The image is available as ghcr.io/kurrawong/fuseki:<version> where version is composed of the jena version and this container image's build version number.

For example, ghcr.io/kurrawong/fuseki:5.6.0-0 is built on Jena Fuseki 5.6.0 and the 0 indicates the build number of this container image. If we release a new build that's still based on Jena 5.6.0, the build number will be incremented to 1 to form ghcr.io/kurrawong/fuseki:5.6.0-1.
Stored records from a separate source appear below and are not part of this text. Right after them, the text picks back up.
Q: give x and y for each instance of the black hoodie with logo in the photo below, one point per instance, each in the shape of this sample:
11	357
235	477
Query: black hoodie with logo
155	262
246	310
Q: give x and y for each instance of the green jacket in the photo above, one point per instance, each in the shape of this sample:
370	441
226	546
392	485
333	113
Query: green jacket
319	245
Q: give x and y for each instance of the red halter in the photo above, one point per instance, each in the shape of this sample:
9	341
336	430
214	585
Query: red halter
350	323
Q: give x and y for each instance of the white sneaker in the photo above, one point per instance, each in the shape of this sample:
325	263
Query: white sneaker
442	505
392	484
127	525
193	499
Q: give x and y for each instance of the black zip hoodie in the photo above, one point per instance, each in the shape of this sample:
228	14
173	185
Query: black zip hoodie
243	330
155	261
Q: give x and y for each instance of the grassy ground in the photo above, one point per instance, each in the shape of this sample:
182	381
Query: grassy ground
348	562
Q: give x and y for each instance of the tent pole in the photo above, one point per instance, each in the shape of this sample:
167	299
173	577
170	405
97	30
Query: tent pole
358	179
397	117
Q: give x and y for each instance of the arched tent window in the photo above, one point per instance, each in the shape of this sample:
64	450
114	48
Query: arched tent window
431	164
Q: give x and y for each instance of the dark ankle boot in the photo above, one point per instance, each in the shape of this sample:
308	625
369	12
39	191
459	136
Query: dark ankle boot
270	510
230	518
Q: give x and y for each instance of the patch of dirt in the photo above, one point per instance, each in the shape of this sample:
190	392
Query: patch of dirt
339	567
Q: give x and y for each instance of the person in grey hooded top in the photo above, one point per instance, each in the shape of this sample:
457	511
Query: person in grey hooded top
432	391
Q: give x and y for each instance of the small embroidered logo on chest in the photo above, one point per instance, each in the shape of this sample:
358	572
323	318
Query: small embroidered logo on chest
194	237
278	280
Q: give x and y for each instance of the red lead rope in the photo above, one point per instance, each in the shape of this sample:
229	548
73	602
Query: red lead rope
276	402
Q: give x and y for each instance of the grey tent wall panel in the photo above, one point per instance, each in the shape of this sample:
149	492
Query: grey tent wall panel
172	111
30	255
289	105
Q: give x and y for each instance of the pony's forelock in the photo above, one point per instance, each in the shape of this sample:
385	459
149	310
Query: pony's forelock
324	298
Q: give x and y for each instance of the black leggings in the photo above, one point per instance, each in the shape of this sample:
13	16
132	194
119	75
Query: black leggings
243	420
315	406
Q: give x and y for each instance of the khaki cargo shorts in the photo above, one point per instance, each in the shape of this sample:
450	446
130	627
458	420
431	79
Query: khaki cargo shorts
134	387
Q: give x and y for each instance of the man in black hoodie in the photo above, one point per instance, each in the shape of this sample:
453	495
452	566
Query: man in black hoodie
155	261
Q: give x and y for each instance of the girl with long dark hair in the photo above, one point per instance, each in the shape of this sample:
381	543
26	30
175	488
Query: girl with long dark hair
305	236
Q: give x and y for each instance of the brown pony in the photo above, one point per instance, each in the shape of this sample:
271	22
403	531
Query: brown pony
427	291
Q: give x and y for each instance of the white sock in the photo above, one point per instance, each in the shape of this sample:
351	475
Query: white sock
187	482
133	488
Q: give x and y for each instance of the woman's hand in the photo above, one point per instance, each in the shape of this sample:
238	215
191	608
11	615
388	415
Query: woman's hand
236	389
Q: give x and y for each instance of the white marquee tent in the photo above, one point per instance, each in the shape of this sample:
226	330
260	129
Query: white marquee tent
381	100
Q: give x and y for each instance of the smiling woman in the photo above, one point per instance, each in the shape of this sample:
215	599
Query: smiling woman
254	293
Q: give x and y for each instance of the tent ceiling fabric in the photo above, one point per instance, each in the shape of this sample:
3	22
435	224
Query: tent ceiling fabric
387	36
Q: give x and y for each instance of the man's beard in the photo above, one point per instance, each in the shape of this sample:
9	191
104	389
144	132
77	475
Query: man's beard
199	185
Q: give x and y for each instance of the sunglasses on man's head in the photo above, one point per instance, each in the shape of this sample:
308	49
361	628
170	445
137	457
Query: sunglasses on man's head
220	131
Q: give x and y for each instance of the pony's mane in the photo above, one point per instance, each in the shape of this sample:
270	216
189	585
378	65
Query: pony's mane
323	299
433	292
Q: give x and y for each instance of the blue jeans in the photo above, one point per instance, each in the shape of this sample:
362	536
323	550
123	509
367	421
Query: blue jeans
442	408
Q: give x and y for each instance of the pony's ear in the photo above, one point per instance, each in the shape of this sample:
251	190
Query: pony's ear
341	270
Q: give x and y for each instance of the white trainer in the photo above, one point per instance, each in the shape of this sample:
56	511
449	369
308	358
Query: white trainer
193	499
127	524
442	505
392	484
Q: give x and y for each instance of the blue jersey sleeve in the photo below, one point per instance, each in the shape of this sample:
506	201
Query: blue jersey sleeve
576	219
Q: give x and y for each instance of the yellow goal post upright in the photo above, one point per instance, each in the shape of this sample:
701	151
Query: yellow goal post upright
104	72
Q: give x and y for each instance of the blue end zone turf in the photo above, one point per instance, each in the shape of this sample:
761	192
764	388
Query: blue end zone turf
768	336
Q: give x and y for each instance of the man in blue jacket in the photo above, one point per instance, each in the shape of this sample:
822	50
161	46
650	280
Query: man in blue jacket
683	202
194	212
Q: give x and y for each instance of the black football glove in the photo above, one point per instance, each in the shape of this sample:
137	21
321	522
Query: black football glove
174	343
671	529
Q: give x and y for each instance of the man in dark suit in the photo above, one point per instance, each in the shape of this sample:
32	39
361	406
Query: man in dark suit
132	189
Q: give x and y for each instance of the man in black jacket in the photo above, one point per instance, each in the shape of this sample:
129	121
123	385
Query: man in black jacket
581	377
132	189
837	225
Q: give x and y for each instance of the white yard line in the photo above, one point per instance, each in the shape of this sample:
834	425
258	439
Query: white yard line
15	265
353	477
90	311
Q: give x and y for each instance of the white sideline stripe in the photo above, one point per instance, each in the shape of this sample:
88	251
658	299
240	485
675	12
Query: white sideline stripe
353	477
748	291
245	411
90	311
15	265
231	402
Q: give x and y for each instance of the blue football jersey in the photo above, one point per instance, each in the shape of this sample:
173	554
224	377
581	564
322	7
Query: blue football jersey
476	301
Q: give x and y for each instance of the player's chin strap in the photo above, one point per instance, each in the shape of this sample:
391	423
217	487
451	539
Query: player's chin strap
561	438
This image builds and runs on Java 21.

See the tagged images here.

Usage

Prerequisites

To make data loading an managing easier, it is recommended to install the kurra CLI.

uv tool install kurra

Running a single Fuseki server with GeoSPARQL support

task fuseki:build

task fuseki:up

This will enable the Fuseki UI at http://localhost:3030/

GeoSPARQL config and testing

A testdatabase is configured in testdata/config-geosparql.ttl. It has all features enabled by default. You can disable them by setting the following properties to false:

# some GeoSPARQL settings. See https://jena.apache.org/documentation/geosparql/geosparql-fuseki.html
geosparql:inference            true ; # GeoSPARQL RDFS schema and inferencing (adds additional statements to the dataset)
geosparql:queryRewrite         true ; # Simplifies queries, relies on applyDefaultGeometry
geosparql:applyDefaultGeometry true ; # Makes the dataset less dependent on one serialization. Adds additional geo:hasSerialization statements to the dataset
geosparql:indexEnabled         true ; # Enable caching of re-usable data to improve query performance
geosparql:validateGeometryLiterals true ; # Logs warnings when adding invalid geometry

With the fuseki up and running, you can create this dataset using the following command:

kurra db create http://localhost:3030 --config ./testdata/config-geosparql.ttl

You'll see a warning in the docker logs of the fuseki service:

WARN  GeoAssembler    :: Dataset empty. Spatial Index not constructed. Server will require restarting after adding data and any updates to build Spatial Index.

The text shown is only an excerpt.